Excuse me for my ignorance if incorrect, but if a unique salt is used for each user, and the salts were not compromised, would it then not be possible for the passwords to be cracked no matter what encryption is used?
My post was meant as a reply to the comment by psycr and I just moved it there.
My - and a very often valid - assumption is, that unique per user salts a stored together with the username and hash. Distributing this information across different systems will make it harder for attackers but such schemes are not very common. There is also the risk that the weakness that enables an attacker to compromise one part of the information will also enable them to compromise the other part(s). Therefore it is probably a good idea to use systems as different as possible to store the different parts, for example two different database systems from different vendors.
Unique salts have to be stored somewhere. A common practice is to just use another piece of information associated with their account.
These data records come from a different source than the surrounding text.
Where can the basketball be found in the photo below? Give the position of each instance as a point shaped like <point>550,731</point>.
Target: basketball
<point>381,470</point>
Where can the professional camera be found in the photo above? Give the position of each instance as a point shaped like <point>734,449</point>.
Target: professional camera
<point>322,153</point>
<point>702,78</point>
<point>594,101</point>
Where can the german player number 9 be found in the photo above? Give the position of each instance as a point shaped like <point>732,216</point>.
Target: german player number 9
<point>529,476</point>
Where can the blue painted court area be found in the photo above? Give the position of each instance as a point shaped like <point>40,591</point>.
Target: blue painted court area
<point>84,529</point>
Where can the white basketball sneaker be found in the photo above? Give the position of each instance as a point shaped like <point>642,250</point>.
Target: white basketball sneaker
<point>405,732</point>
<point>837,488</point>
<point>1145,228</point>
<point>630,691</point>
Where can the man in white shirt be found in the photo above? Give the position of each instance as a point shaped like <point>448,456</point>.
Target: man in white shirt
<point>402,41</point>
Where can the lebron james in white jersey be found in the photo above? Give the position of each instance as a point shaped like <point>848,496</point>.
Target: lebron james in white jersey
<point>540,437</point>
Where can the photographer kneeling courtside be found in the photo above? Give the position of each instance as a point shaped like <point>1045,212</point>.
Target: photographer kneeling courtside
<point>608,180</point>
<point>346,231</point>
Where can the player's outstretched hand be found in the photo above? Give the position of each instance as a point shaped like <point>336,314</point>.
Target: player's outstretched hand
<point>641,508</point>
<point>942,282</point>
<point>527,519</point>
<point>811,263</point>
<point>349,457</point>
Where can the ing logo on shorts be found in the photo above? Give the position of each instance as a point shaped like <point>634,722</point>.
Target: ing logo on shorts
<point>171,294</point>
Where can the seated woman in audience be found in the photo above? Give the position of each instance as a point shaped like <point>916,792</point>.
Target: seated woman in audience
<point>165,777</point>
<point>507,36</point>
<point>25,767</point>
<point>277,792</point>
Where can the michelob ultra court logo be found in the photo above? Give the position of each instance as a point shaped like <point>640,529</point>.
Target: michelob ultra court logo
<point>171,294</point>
The purpose of a salt is to make various bruteforcing attacks difficult. It doesn't do much if someone has full access to a system.
> Unique salts have to be stored somewhere. A common practice is to just use another piece of information associated with their account. The purpose of a salt is to make various bruteforcing attacks difficult.
All absolutely true.
> It doesn't do much if someone has full access to a system.
Not true. Without salt they can try passwords and if the hash matches ANY in the system they know the password for those accounts. With a big dictionary of likely passwords (or just normal words) many passwords will be discovered very quickly.
With salt you have to try the password dictionary against EACH user (actually each salt value but they should be unique). This makes discovering passwords harder by a factor of the number of users. Yes you can pick any user and run the dictionary and have a good chance of finding the password but you have to expend large computing resource for little reward (possibly worth it to break a bank account but not the average web app).
The only real advantage you gain from a salt these days is that a precompiled database of hashes can't be used against you. Whether it be from someone's personal collection or one of those web-based hash sites.
Generating a rainbow table for each user isn't that much more difficult or time-consuming than having a single rainbow table. Processing power is cheap and easy to come by these days. A small botnet can be rented to generate rainbow tables at a faster rate than most supercomputers.